Bill Cosby Gives First Interview From Prison, Says He Will Serve His Entire Sentence Because He Won't Show Remorse At Parole Hearing
More than a year after his conviction for aggravated indecent assault, Bill Cosby has just given his first interview from prison. And, the 82-year-old award-winning comedian/producer/director was very candid about his life behind bars, while remaining defiant about the circumstances that led to his three-to-ten year prison sentence.
In a special phone call with the National Newspaper Publishers Associations’ BlackPressUSA.com over the weekend, Cosby spoke about his involvement with the Mann Up prison reform program, and how he has spent the majority of his time working with the large African-American inmate population (who he refers to as “residents”) at SCI Phoenix in Pennsylvania.
Cosby did the interview over the phone in 15-minute increments, since all phone calls from the facility have a 15-minute limit. Also on the call was Cosby’s spokesman Andrew Wyatt, who said that no topic was off limits.

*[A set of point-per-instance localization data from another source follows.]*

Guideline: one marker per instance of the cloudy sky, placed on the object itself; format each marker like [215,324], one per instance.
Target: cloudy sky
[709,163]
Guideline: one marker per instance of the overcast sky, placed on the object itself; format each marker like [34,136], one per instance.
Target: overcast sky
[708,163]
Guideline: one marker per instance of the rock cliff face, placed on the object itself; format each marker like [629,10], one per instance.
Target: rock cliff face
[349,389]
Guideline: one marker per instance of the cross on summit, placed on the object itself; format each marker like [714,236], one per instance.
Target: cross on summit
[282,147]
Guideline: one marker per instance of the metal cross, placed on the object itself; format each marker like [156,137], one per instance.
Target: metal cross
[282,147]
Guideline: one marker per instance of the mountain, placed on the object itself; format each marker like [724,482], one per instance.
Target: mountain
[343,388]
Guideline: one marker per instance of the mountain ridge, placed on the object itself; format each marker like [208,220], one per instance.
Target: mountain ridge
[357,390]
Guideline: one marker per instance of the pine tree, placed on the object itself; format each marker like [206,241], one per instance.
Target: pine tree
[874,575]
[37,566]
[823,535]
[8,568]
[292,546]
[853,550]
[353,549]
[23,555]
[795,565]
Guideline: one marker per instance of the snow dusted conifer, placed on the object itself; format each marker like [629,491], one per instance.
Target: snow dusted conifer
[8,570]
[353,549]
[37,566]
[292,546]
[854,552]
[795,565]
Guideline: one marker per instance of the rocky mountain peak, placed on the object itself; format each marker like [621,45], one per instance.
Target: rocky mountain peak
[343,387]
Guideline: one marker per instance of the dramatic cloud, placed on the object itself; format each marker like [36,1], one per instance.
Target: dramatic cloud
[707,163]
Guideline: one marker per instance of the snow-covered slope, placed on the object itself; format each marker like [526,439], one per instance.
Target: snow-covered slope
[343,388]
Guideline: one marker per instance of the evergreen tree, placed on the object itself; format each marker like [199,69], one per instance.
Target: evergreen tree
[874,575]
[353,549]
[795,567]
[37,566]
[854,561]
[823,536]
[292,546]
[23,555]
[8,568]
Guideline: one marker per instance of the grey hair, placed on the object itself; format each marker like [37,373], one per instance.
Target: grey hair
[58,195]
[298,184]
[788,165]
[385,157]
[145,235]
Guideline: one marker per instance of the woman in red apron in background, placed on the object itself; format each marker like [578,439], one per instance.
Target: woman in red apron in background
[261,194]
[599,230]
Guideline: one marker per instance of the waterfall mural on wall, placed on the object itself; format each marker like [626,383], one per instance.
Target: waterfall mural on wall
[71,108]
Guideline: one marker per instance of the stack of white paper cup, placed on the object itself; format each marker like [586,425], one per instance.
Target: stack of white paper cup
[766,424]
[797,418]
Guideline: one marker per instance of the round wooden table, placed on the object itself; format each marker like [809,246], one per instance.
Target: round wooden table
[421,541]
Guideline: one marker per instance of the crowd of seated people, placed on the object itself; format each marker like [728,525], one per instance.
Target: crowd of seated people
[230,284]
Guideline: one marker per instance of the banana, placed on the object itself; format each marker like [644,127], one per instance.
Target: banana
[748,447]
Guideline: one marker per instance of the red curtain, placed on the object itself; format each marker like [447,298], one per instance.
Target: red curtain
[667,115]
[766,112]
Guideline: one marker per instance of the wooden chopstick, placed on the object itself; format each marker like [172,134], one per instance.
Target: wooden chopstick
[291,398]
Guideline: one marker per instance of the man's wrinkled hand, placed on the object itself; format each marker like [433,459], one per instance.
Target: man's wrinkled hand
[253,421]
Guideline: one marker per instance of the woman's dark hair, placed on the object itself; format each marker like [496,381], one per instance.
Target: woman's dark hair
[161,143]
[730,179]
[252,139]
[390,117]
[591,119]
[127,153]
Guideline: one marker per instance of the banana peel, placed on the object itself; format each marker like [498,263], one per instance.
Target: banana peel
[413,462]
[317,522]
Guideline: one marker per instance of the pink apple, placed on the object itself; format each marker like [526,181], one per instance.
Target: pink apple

Cosby says that he will most likely serve his entire sentence because one of the requirements for parole is to show remorse, and he maintains innocence and won’t say he’s guilty of something he didn’t do.
“I have eight years and nine months left,” Cosby said. “When I come up for parole, they’re not going to hear me say that I have remorse. I was there. I don’t care what group of people come along and talk about this when they weren’t there. They don’t know.”
Cosby called the jury at his trial “imposters,” and said that the entire thing was a set up. He also noted that a potential juror claimed to have overhead a seated juror say before the trial: “He’s guilty. We can all go home now.”
Cosby says the woman went it and came out smiling, which is something attorneys will tell you is called a payoff. The former Cosby Show star said he knows what they’ve done to his people, and ultimately this entire thing is political.
Cosby also worries about the African-American community, and he said that “they are under siege” because of drugs, which causes people to drive around and shoot into crowds.
“The insanity of what is the cause to the brain by all the drugs these people are dealing with. It’s exactly what I warned them about in 2004. They’ve thrown education out the window,” said Cosby. “They’ve thrown respect for the family out the window, and they’re blaming each other for what’s going on. There is post-traumatic stress syndrome, and there are also bad manners.”
Cosby also spoke about the Mann Up Association. He says that he’s not a part of the organization, but he considers it a privilege to speak to them and to get the opportunity to encourage inmates to be successful. The 82-year-old explained that he has a lot of time in his cell - which he calls his “penthouse” - to think about what he wants to say to his fellow inmates.
“I go into my penthouse and lay down and start to think about how I can relay a message and give it on Saturdays so that they would hear it and feel it,” Cosby said.
After years of trying to reach African-American men, Cosby now has a captive audience, and many of the inmates say that the comedian is making a huge difference. Bill Cosby says that if African-American men would put education first and respect others - and avoid the influx of drugs - that’s the way to start the revolution.
“He says to always remember to work as a team. We are all in this life together and Mr. Cosby is a political prisoner and he tells us that we’ve got to save our babies. We can’t be out there killing our children and our women,” said Anthony “Benny-Do” Sutton, a fellow inmate.
Cosby also believes that African-Americans should respect themselves and their history.
“I’m reaching them because they want to be reached. They’re in prison. I don’t forget a saying, one I quoted or read in a book, which says, ‘I don’t know the secret to success, but I do know the secret for failure.’ You can’t please everybody. I have a feeling that these people [Mann Up participants] really want somebody. They have rappers here who are strong and spirited people. They don’t just blame people; they say, ‘we’ve got to do it,’” stated Cosby.
Bill Cosby said that he’s a “privileged man,” and there is a history of Black political imprisonment in America, and now it’s repeating itself.